There is little doubt that had the plaintiffs unequivocally accepted Exxon's original offers to sell the station premises, binding contracts would have been formed. However, that is not the situation here. While each of the three plaintiffs returned the signed sales contract and earnest money payment as required by Exxon's offer, they thereafter filed a lawsuit alleging that the terms offered to them were not bona fide and therefore apparently not acceptable. Thus, in essence, these three plaintiff's accepted Exxon's offer but only under the condition that the offer be something other than what it was. It is basic contract law that one cannot accept an offer other than under the terms offered. A conditional "acceptance" is a rejection and counter-offer which the offeror can then accept or reject. See B.E. Witkin, Summary of California Law, Contracts §§ 189-192 (9th Ed.1987). Because these plaintiffs did not accept the terms offered by Exxon, there is no binding contract, and Exxon is not bound to sell these three plaintiffs their stations.[5] Plaintiffs also argue *299 that Exxon has confirmed the existence of a binding contract to sell: "If, however, you desire to continue with the purchase of the station, we will honor that purchase contract." (Ex. D. to Perham Decl.). However, Exxon's statement only indicates that Exxon is willing to sell the stations under the terms offered by Exxon and that plaintiffs are free to accept those terms.

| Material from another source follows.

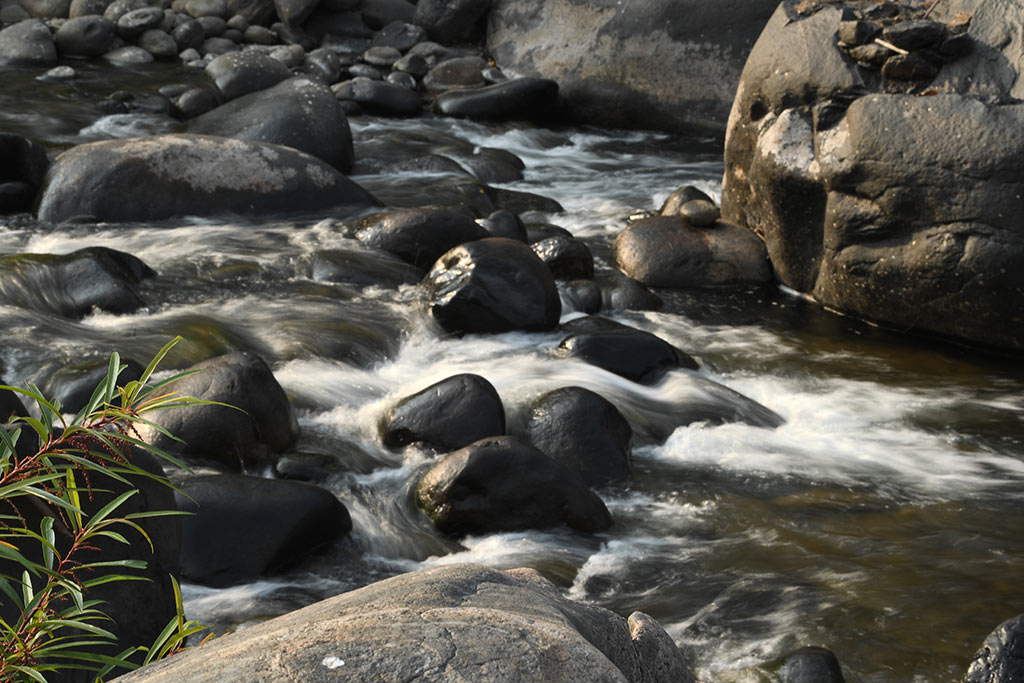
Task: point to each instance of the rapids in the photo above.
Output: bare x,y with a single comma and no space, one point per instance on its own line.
883,519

Plaintiffs further argue that because Exxon's offer to sell had to be bona fide at the time it was made, Exxon's subsequent decision to renew cannot delete that requirement. This argument is misplaced. When Exxon notified its franchisees, plaintiffs Shahkarami, Andary and Gamch, that it would not renew their franchises because Exxon had decided to sell the station premises, the PMPA required that Exxon offer to sell the station premises to its franchisees. The PMPA also required that the offer to sell be a bona fide offer. However, the PMPA only required Exxon to make a bona fide offer to sell because Exxon had decided not to renew the franchise relationship. Section 2802(b) (3) (D) only applies where the franchisor unilaterally wishes to terminate the franchise relationship. Svela v. Union Oil Co., 807 F.2d 1494, 1501 (9th Cir.1987) (citing Valentine v. Mobile Oil Corp., 789 F.2d 1388, 1391 (9th Cir.1986)).

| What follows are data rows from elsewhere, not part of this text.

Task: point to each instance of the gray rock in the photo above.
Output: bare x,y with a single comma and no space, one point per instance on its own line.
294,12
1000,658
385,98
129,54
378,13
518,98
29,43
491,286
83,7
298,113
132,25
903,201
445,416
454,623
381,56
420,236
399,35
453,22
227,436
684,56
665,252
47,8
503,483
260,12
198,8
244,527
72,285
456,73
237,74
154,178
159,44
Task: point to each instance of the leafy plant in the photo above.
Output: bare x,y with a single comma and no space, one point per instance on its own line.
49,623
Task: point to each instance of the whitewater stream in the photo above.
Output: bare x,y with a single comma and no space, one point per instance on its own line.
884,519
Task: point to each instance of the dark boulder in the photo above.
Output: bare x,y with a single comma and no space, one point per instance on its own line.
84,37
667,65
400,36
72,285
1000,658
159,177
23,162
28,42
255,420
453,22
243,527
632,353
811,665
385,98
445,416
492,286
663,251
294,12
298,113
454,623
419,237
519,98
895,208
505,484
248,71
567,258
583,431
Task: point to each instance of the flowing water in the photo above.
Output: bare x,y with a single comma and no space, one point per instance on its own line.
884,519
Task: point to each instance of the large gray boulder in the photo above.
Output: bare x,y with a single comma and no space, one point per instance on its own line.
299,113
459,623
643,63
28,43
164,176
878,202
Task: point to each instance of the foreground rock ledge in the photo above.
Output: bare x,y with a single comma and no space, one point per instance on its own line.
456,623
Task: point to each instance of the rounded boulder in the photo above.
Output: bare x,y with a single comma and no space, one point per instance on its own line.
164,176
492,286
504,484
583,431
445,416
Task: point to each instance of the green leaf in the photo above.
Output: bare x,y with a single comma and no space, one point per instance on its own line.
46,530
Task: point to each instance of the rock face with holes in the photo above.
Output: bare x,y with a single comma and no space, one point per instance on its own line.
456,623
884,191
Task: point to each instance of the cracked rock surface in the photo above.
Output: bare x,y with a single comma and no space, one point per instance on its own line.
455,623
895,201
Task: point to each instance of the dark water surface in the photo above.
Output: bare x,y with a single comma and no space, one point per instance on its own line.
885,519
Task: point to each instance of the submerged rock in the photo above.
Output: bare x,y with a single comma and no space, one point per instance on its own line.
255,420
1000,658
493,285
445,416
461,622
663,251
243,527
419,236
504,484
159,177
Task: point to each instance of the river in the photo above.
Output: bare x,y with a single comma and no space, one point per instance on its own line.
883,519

After Exxon decided to renew its franchise relationship with plaintiffs Shahkarami, Andary and Gamch, the PMPA no longer required Exxon to give these dealers a bona fide offer to purchase:

 
"The overriding purpose of Title I of the PMPA is to protect the franchisee's reasonable expectation of continuing the franchise relationship." Slatky v. Amoco Oil Co., 830 F.2d 476, 484 (3d Cir.1987). When a franchisor decides for legitimate business reasons not to renew a franchise relationship, the franchisor must give the franchisee a bona fide offer to purchase the station. The offer to buy at fair market value serves as a second, and distinct layer of protection....

Ellis Mobil Oil Co., 969 F.2d 784, 788 (9th Cir.1992). By offering to renew, Exxon has preserved Shahkarami, Andary and Gamch's reasonable expectation of a continuing franchise relationship. That is all the PMPA required.

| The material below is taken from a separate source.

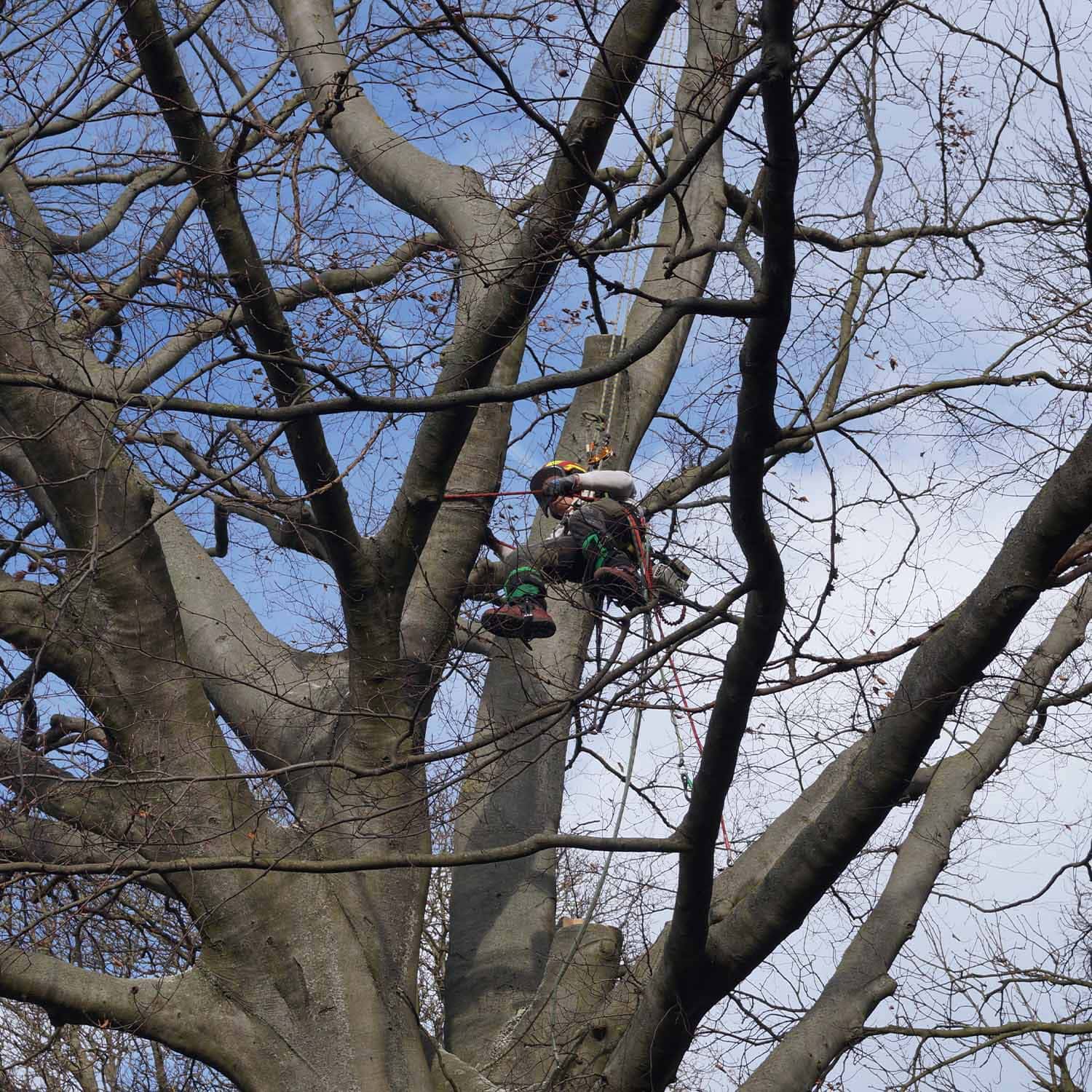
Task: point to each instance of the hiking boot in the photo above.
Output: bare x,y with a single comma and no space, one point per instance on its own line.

Plaintiffs point to Hilo v. Exxon, 997 F.2d 641 (9th Cir.1993) and Pro Sales, Inc. v. Texaco, U.S.A., 792 F.2d 1394, 1399 (9th Cir.1986), for the proposition that a "completed termination or non-renewal is not a prerequisite for PMPA relief" and that a threat of non-renewal or termination is sufficient. (Opp. at ___). These cases do stand for that proposition, however, neither is relevant here because there is no longer even a threat of nonrenewal. Exxon offered to renew Shahkarami, Andary and Gamch's franchise relationships prior to the expiration of each of their previous franchise agreements. Plaintiffs have offered no authority for the proposition that once Exxon notified the plaintiffs of non-renewal it had no right to reevaluate its decision prior to the effective date of non-renewal. Moreover, plaintiffs have not demonstrated how they have been damaged by Exxon's decision other than having to pay earnest money which will be returned. Plaintiffs repeatedly assert that they want to buy not renew. However, the PMPA does not give franchisees the right to make this choice. Only when a franchisor decides to terminate or non-renew a franchise relationship for certain specified reasons are its franchisees entitled to a bona fide offer to sell.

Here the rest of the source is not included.